Tracer held up his hands, palms out, “You gotta a better idea, I’m all ears.”
“We could go back for your launch ship,” suggested Niko.
“You mean at the station swarming with Andrani?”
Niko swallowed. “Fair point.”
“Tracer’s right,” said Evy. “Of any of our terrible ideas, this one is the least terrible. We’ll just have to come up with a way to open the gate when we get.”
“Baka gaijin,” said the pilot, “wasting air. I head to S-gate. Better than waiting for Andrani to find us.”
“You know where the gate is?” asked Tracer.
“Hm? Ah, yeah I know where it is. I know this area like the back of my hand. Gonna have to use the rock field, though.” He glanced and gave his passengers a wary look. “Gonna be going twisty-windy. Nobody throw up on my ship. Got it? You throw up, I throw you out the airlock.”
Evy glanced at Niko and said, “We got it. By the way, I didn’t catch your name, Mister…?”
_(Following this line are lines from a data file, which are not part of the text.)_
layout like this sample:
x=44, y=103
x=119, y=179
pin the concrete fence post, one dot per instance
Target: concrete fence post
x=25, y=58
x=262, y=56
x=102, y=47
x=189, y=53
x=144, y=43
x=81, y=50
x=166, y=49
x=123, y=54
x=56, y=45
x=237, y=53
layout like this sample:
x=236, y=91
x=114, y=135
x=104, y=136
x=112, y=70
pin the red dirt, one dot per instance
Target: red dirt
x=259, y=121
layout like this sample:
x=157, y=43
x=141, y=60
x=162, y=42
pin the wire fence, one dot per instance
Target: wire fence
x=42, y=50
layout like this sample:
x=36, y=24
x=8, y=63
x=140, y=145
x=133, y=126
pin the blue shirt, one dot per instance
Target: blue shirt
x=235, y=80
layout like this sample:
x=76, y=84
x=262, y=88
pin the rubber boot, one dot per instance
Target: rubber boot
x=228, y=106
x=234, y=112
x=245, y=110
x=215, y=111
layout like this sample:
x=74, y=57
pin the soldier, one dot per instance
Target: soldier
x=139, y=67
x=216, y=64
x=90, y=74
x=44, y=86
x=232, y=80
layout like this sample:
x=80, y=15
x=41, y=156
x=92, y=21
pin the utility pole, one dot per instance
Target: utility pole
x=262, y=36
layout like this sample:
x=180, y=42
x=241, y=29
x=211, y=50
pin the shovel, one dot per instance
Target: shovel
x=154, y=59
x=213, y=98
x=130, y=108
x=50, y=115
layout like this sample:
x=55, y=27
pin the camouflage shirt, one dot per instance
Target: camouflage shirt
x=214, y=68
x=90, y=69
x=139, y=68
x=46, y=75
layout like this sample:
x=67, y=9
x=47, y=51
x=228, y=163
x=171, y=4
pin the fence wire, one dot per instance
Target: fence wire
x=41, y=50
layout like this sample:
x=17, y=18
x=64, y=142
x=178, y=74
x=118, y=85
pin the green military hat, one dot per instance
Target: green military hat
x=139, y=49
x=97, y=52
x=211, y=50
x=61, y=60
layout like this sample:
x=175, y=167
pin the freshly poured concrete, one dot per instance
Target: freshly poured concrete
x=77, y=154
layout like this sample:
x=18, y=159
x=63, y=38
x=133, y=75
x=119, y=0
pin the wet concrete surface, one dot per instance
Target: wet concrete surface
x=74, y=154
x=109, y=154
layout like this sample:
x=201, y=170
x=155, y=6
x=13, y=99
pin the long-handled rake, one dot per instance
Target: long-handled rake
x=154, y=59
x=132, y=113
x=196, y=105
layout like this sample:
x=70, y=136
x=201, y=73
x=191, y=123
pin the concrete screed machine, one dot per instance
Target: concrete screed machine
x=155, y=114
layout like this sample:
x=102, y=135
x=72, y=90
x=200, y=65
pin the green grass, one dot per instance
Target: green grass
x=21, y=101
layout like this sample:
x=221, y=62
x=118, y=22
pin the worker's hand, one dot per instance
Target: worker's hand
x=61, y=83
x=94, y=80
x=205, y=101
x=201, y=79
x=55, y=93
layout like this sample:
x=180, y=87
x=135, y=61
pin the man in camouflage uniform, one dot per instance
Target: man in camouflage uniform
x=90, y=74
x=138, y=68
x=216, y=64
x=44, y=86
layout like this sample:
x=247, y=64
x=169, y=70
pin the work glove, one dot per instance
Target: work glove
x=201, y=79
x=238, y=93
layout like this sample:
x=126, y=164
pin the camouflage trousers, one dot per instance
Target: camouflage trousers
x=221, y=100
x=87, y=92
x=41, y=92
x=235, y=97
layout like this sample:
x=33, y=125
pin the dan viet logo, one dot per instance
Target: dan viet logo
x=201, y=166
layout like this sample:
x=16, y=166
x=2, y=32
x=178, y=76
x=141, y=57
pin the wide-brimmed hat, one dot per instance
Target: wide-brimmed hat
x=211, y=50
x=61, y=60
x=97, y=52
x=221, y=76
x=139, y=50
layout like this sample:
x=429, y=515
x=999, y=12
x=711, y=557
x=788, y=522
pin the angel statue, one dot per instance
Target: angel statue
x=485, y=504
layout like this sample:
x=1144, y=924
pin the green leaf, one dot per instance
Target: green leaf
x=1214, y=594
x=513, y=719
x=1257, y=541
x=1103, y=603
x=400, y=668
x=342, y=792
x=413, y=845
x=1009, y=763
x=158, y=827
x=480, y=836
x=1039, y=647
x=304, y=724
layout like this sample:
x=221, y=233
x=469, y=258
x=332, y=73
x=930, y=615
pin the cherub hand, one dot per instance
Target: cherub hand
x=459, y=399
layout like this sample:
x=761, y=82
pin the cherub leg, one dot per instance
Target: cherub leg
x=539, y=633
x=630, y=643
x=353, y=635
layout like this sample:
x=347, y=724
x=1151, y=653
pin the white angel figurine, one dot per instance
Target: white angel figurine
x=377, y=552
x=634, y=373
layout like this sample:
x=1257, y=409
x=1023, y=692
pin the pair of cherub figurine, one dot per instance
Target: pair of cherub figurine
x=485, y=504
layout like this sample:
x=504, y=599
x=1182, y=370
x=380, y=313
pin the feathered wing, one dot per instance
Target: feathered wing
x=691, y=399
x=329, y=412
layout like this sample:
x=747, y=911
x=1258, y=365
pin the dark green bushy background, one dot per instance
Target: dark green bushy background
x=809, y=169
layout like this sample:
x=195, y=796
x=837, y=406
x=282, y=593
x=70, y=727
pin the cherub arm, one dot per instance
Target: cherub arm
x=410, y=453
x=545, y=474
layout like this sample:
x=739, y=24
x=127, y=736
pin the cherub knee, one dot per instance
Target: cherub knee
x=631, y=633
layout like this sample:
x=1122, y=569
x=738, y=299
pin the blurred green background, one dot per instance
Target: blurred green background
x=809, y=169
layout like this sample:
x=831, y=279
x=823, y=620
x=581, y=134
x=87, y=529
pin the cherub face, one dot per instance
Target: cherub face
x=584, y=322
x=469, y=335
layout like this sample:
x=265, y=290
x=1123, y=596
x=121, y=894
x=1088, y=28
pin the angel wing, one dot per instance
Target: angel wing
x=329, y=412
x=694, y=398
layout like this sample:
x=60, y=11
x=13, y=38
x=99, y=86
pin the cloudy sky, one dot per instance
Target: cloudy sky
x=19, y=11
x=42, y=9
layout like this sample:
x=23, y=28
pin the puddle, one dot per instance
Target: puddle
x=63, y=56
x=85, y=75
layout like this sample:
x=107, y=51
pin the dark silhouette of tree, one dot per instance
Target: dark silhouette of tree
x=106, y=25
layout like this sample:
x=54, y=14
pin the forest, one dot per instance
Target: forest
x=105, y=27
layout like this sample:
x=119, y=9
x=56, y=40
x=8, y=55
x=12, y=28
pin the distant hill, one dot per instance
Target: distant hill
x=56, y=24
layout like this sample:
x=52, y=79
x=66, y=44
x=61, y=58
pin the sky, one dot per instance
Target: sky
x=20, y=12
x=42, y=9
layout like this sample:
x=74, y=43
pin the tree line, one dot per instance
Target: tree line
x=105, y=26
The pilot a hand. “None’a of that ‘mister’ stuff. Call me Roji. Not real name, but it easier for gaijin.”
Evy smirked. “Thank you, Roji. We’re in your hands. Oh, and sorry about the wrist.”
Roji flicked a few switches and pushed forward on the engine. “Damn straight better be. Better get double pay for this crap.”
“Speaking of that,” said Evy, “can you patch into your boss?”
Roji shook his head. “No can do. Comms out this way not too good. Hacker lady had some sorta way to talk, but not through my ship. Andrani probably listening anyway. Bad idea with them around.”
“Of course. When it’s safe.”
Roji returned his attention to the console and plotted a course.